Richmond resident Bruce C. Gottwald Jr. was one of three men — two from Virginia — killed Sunday in a crash involving two pickup trucks in Reno County, Kan.
Gottwald, 61, is the former chairman and chief executive officer of First Colony Corp., which was the holding company for First Colony Life Insurance, a Lynchburg-based company. The company was spun off from Richmond-based Ethyl Corp. in the early 1990s and later acquired by a subsidiary of General Electric Co. in 1996.
Sources confirmed Tuesday that Gottwald is the oldest son of Bruce C. Gottwald, former head of NewMarket Corp., a Richmond-based manufacturer of petroleum additives that make engines run smoother and the parent company for Afton Chemical Corp. and Ethyl Corp.

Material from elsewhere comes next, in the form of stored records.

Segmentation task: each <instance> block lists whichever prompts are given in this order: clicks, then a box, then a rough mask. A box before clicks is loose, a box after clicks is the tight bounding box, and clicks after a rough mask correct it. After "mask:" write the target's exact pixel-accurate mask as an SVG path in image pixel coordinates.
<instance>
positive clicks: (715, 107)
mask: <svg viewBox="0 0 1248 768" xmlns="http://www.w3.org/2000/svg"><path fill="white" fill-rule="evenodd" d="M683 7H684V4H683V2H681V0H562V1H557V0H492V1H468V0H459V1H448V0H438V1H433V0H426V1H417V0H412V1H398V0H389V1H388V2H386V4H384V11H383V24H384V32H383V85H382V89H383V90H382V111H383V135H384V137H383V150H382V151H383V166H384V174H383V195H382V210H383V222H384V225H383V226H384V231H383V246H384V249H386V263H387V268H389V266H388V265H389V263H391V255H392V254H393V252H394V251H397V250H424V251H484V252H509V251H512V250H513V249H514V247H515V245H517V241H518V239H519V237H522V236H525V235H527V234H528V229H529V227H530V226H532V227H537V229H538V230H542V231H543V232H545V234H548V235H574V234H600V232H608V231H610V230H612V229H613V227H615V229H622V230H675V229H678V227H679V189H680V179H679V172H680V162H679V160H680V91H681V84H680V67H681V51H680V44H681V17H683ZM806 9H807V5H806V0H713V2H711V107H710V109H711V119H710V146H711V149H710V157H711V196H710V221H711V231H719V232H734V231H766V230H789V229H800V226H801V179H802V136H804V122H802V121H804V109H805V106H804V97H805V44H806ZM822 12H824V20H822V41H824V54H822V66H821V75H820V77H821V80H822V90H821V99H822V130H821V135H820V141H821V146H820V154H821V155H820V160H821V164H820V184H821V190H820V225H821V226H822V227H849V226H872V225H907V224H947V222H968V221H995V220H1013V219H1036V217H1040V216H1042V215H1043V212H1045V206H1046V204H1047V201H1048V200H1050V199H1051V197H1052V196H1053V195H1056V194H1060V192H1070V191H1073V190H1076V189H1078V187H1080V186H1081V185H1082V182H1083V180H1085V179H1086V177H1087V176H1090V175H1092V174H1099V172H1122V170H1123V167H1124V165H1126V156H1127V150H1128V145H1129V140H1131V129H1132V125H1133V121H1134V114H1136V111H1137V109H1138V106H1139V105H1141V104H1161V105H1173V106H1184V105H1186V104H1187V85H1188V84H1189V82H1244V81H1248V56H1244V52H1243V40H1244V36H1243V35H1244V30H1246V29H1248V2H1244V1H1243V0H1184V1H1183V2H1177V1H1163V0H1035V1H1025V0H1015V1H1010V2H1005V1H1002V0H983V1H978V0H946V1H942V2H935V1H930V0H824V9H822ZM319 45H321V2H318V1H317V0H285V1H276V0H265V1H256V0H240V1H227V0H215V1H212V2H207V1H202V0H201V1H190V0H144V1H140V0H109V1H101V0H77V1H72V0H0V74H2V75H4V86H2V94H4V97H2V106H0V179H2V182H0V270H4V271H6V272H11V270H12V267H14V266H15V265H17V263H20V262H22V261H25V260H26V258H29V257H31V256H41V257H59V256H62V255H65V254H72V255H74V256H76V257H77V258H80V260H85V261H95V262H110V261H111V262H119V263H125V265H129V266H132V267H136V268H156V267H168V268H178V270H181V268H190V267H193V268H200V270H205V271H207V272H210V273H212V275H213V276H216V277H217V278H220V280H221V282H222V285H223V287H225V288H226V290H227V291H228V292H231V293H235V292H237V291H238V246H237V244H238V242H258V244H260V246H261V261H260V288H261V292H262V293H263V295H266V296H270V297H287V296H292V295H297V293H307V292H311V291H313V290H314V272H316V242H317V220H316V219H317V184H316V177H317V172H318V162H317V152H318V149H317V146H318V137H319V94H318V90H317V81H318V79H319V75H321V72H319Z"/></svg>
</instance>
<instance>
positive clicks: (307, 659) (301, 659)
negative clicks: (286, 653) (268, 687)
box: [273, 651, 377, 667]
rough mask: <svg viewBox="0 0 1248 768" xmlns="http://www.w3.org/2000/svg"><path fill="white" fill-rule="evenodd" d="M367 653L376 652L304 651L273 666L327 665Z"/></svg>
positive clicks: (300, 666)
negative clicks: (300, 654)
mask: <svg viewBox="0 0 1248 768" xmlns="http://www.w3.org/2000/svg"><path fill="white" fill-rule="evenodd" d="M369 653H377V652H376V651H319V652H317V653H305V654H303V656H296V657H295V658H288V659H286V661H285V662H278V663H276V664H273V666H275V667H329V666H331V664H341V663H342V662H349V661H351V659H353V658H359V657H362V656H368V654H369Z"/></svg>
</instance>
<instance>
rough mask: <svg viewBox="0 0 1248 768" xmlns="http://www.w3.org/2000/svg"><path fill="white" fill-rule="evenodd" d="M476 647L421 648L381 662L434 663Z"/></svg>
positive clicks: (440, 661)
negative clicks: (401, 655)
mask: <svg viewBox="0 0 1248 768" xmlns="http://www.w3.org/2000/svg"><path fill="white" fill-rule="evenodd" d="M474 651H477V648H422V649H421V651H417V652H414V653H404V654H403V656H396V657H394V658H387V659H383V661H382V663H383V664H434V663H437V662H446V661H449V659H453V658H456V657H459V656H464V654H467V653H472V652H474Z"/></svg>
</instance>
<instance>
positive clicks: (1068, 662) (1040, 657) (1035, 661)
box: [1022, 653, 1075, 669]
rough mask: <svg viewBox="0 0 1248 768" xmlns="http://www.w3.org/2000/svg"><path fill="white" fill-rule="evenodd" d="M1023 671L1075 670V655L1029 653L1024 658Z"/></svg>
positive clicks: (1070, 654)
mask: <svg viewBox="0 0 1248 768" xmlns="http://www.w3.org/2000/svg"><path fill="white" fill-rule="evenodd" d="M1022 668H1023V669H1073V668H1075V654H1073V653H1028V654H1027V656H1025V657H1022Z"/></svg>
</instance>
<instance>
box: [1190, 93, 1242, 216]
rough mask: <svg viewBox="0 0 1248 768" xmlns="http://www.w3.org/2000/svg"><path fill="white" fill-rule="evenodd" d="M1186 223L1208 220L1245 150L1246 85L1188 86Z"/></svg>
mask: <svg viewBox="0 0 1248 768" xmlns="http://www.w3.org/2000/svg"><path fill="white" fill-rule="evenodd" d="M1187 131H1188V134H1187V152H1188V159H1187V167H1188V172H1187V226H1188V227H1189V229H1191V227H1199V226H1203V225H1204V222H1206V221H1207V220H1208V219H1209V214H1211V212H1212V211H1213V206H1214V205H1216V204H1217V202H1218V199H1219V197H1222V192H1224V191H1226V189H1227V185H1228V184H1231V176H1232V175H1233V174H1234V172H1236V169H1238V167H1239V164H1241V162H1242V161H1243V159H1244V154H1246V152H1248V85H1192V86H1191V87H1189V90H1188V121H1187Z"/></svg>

Gottwald and Michael Kenneth Burnett, 65, of Lynchburg died in the crash, along with James L. Paige, 59, of Haven, Kan. Gottwald and Burnett were in one truck, and Paige was in the other.

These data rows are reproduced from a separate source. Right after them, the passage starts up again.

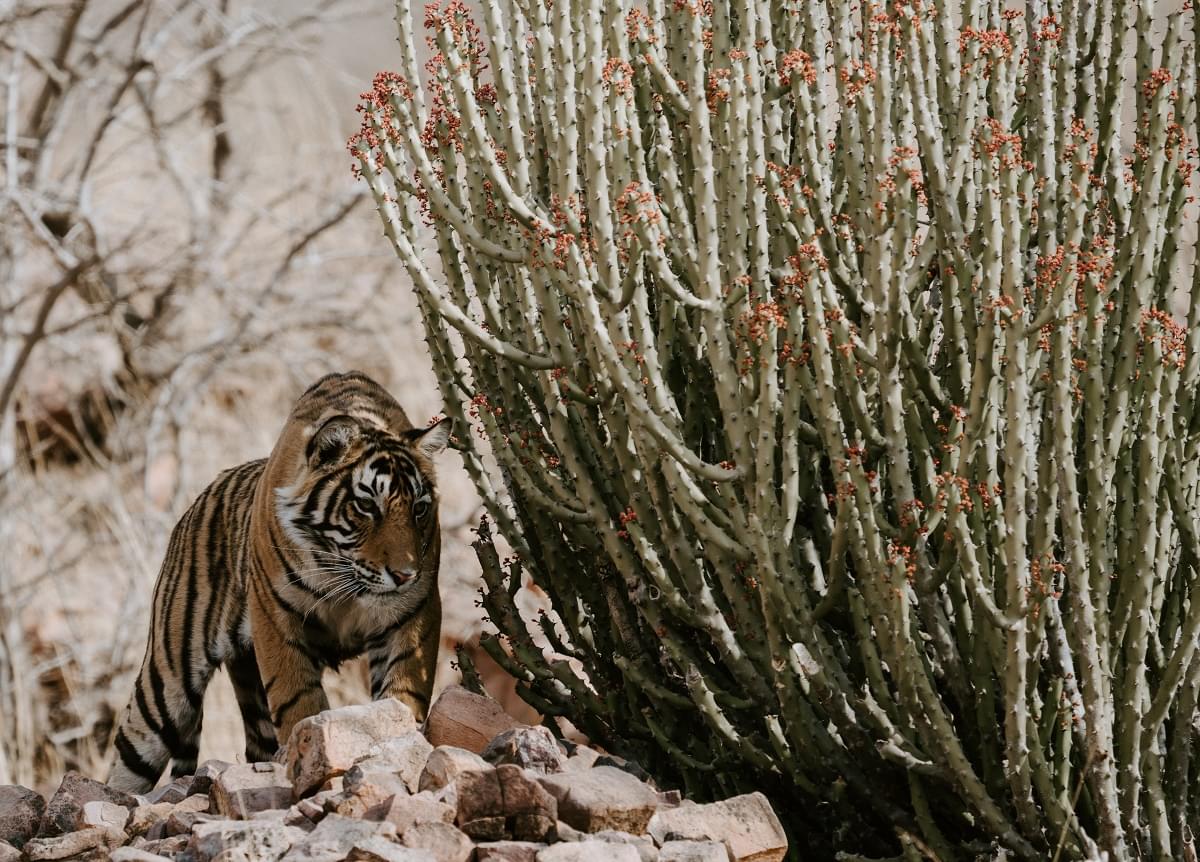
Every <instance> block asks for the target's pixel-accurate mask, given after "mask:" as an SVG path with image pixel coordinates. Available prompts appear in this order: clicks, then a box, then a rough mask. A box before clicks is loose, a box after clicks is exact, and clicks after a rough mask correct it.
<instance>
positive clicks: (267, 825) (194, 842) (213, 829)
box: [187, 820, 308, 862]
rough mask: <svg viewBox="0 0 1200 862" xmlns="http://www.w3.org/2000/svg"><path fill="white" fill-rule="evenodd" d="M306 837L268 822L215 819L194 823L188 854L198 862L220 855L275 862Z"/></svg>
mask: <svg viewBox="0 0 1200 862" xmlns="http://www.w3.org/2000/svg"><path fill="white" fill-rule="evenodd" d="M307 837H308V833H307V832H305V831H304V830H299V828H296V827H294V826H287V825H284V824H278V822H272V821H270V820H218V821H215V822H209V824H197V826H196V828H194V830H193V831H192V837H191V839H190V840H188V843H187V852H188V854H191V856H192V858H193V860H196V861H197V862H209V861H210V860H212V858H214V857H216V856H217V855H218V854H222V852H227V854H229V855H227V856H223V857H222V858H223V860H230V861H232V860H253V862H277V860H281V858H282V857H283V855H284V854H286V852H287V851H288V850H289V849H290V848H292V845H293V844H295V843H298V842H302V840H304V839H305V838H307Z"/></svg>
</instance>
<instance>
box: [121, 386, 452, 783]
mask: <svg viewBox="0 0 1200 862" xmlns="http://www.w3.org/2000/svg"><path fill="white" fill-rule="evenodd" d="M449 435H450V421H449V420H445V419H443V420H442V421H438V423H437V424H433V425H431V426H430V427H427V429H421V430H416V429H413V426H412V425H410V424H409V421H408V419H407V417H406V415H404V412H403V409H401V407H400V405H398V403H396V401H395V400H394V399H392V397H391V396H390V395H389V394H388V393H386V391H385V390H384V389H383V388H382V387H379V385H378V384H377V383H374V382H373V381H372V379H371V378H368V377H366V376H365V375H362V373H359V372H349V373H344V375H329V376H326V377H323V378H322V379H319V381H318V382H317V383H314V384H313V385H312V387H311V388H310V389H308V390H307V391H306V393H305V394H304V395H301V396H300V400H299V401H298V402H296V405H295V407H294V408H293V411H292V414H290V415H289V418H288V421H287V425H286V426H284V429H283V432H282V433H281V436H280V439H278V442H277V443H276V445H275V449H274V451H272V453H271V455H270V457H268V459H266V460H260V461H251V462H248V463H244V465H241V466H240V467H235V468H233V469H229V471H226V472H224V473H222V474H221V475H220V477H217V479H216V480H215V481H214V483H212V484H211V485H209V486H208V487H206V489H205V490H204V491H203V492H202V493H200V496H199V497H198V498H197V499H196V502H194V503H193V504H192V507H191V508H190V509H188V510H187V513H186V514H185V515H184V516H182V519H180V521H179V523H178V525H175V529H174V531H173V533H172V537H170V541H169V544H168V547H167V556H166V559H164V561H163V564H162V569H161V571H160V574H158V581H157V585H156V586H155V593H154V604H152V610H151V617H150V636H149V641H148V643H146V652H145V658H144V659H143V664H142V670H140V672H139V674H138V677H137V681H136V683H134V688H133V696H132V699H131V700H130V704H128V706H127V707H126V710H125V712H124V714H122V718H121V722H120V725H119V728H118V731H116V740H115V748H116V759H115V762H114V765H113V770H112V772H110V774H109V784H112V785H114V786H116V788H121V789H124V790H130V791H134V792H142V791H145V790H149V789H150V788H152V786H154V785H155V784H156V783H157V782H158V779H160V778H161V776H162V773H163V771H164V768H166V766H167V761H168V760H170V761H172V764H173V768H172V772H173V774H187V773H190V772H192V771H194V767H196V759H197V747H198V741H199V731H200V713H202V705H203V699H204V690H205V688H206V687H208V684H209V681H210V680H211V677H212V674H214V671H216V669H217V668H220V666H222V665H224V666H226V668H227V669H228V671H229V676H230V678H232V680H233V684H234V690H235V693H236V696H238V704H239V706H240V708H241V714H242V722H244V724H245V728H246V759H247V760H248V761H260V760H269V759H270V758H271V756H272V755H274V753H275V750H276V749H277V747H278V743H277V741H280V740H283V741H286V740H287V738H288V735H289V734H290V732H292V728H293V726H294V725H295V724H296V722H299V720H301V719H302V718H306V717H308V716H312V714H314V713H317V712H319V711H320V710H324V708H325V707H326V706H328V701H326V699H325V693H324V689H323V688H322V684H320V676H322V671H323V670H324V669H325V668H336V666H337V665H338V664H340V663H341V662H344V660H346V659H349V658H352V657H355V656H360V654H362V653H366V654H367V657H368V666H370V675H371V692H372V696H374V698H382V696H395V698H397V699H400V700H401V701H403V702H404V704H407V705H408V706H409V707H412V710H413V712H414V713H415V714H416V716H418V718H424V716H425V712H426V710H427V708H428V704H430V695H431V690H432V687H433V674H434V670H436V668H437V652H438V642H439V629H440V622H442V605H440V599H439V597H438V583H437V576H438V561H439V557H440V550H442V541H440V532H439V529H438V496H437V489H436V485H434V474H433V465H432V459H433V457H434V456H436V455H437V454H438V453H440V451H442V450H443V449H444V448H445V445H446V443H448V441H449Z"/></svg>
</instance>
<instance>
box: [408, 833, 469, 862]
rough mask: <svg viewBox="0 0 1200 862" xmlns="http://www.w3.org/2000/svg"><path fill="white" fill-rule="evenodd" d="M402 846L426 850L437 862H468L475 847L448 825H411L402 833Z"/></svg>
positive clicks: (414, 848)
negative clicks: (426, 850)
mask: <svg viewBox="0 0 1200 862" xmlns="http://www.w3.org/2000/svg"><path fill="white" fill-rule="evenodd" d="M404 846H407V848H413V849H414V850H428V851H430V854H431V855H432V856H433V858H434V860H436V861H437V862H469V860H470V857H472V854H474V852H475V845H474V844H473V843H472V840H470V838H468V837H467V836H464V834H463V833H462V832H460V831H458V830H456V828H455V827H454V826H451V825H450V824H413V825H412V826H409V827H408V828H407V830H406V831H404Z"/></svg>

Authorities in Kansas said Gottwald and Burnett had traveled about 45 miles from Wichita Dwight D. Eisenhower National Airport on their way to Hutchinson, Kan., which is northwest of Wichita.
Their pickup was northbound on a two-lane road when the other pickup, which was traveling south on the same road, apparently drifted into the northbound lane, causing a head-on collision at about 11:35 a.m. on Sunday, according to Capt. Steve Lutz of the Reno County Sheriff’s Office.
In a Facebook post, the Sheriff’s Office said the deputies who arrived on the crash scene found two pickups with heavy front-end damage. Firefighters had to extricate all three men because of the extensive damage to the trucks. They all died at the scene.
Burnett and Gottwald had been wearing seat belts, Lutz said. It was unclear whether Paige had been wearing one.
Lutz said it also is unknown what caused Paige’s truck to move into the northbound lane. The crash remains under investigation.
Gottwald’s younger brother, Thomas E. “Teddy” Gottwald, is chairman, president and CEO of NewMarket Corp. He’s the third generation of the family to lead the chemical company.
In 1962, Floyd D. Gottwald and Albemarle Paper borrowed $200 million to purchase Ethyl Gasoline Corp. from General Motors and Standard Oil in a deal famously labeled by the financial press as “Jonah Swallows the Whale.” The massive risk paid off over time, leading to the Gottwalds becoming one of Richmond’s wealthiest families.